In the present study, the cumulative distribution g(x) is approximated by the following function that is explicitly invertible,

$$\begin{aligned} g(x) \approx \left\{ 1-\exp \left( -\frac{ax^2+bx^4}{1+cx^2+dx^4}\right) \right\} ^{\frac{3}{2}}. \end{aligned}$$

(12)

Figure 2 shows a comparison between g(x) and the approximation from Eq. (12) with $a=0.4129$, $b=0.0823$, $c=0.1906$ and $d=-0.000925$, which are obtained by a brute-force search to minimize the root mean square of numerical errors from Eq. (11). Panel (a) shows the profiles of the function/approximation for $0 \le x \le 6$. Panel (b) shows the corresponding relative error. Panel (c) shows the corresponding absolute error. The relative error of the approximation in Eq. (12) is less than $10^{-2}$, and the absolute error of the approximation in Eq. (12) is less than $10^{-4}$.

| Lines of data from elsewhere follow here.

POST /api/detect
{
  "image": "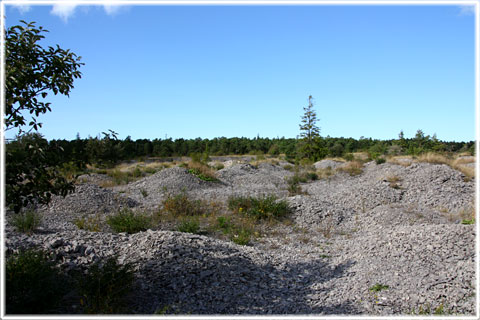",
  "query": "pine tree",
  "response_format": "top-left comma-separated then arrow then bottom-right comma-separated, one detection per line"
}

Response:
300,96 -> 320,159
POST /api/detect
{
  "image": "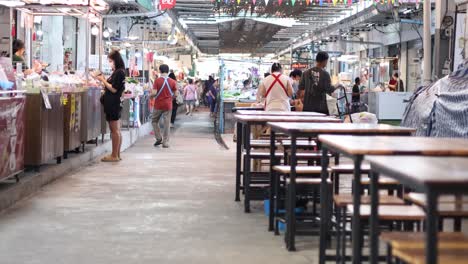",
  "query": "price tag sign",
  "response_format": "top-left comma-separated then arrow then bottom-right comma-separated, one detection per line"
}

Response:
41,89 -> 52,109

With the constants a, b, c and d, the inverse function of g(x) is then given as follows,

$$\begin{aligned} \textrm{erf}^{-1}(x) \approx \sqrt{\frac{ \sqrt{\left\{ c\log (1-x^\frac{2}{3})+a\right\} ^2-4\left\{ d\log (1-x^\frac{2}{3})+b\right\} \log (1-x^\frac{2}{3})} -\left\{ c\log (1-x^\frac{2}{3})+a\right\} }{2\left\{ d\log (1-x^\frac{2}{3})+b\right\} }}. \end{aligned}$$

(13)

Hence, the inverse cumulative distribution of the three-dimensional standard normal distribution is given as

$$\begin{aligned} F^{-1}(u_1,u_2,u_3) = (x,y,z) = \left( \begin{array}{l} g^{-1}(u_1) \sin \left\{ \cos ^{-1}(2u_2-1) \right\} \cos (2\pi u_3) \\ g^{-1}(u_1) \sin \left\{ \cos ^{-1}(2u_2-1) \right\} \sin (2\pi u_3) \\ g^{-1}(u_1) \cos \left\{ \cos ^{-1}(2u_2-1) \right\} \\ \end{array} \right) ^T. \end{aligned}$$

(14)

Note that $\cos \left\{ \cos ^{-1}(2u_2-1) \right\} = (2u_2-1)$ and $\sin \left\{ \cos ^{-1}(2u_2-1) \right\} = \sqrt{1-(2u_2-1)^2} = 2\sqrt{u_2(1-2u_2)}$.

4 Numerical Tests

In the present numerical tests, four sets of source samples are generated with two methods. In the first method, four uniform distributions, $({\varvec{u}}_1,{\varvec{u}}_2,{\varvec{u}}_3,{\varvec{u}}_4)$, are generated from Eq. (1), and then they are shuffled from Eq. (2). In the second method, pseudo-random numbers, $({\varvec{r}}_1,{\varvec{r}}_2,{\varvec{r}}_3,{\varvec{r}}_4)$, are generated with MT19973 (Matsumoto and Nishimura 1998). Then, by using these source samples, three sets of random samples from standard normal distributions are generated with one-, two-, and three-dimensional inverse transform sampling methods shown in the previous section. Note that ${\varvec{u}}_4$ and ${\varvec{r}}_4$ are used for two-dimensional inverse transform sampling (i.e., the Box–Muller transform) only.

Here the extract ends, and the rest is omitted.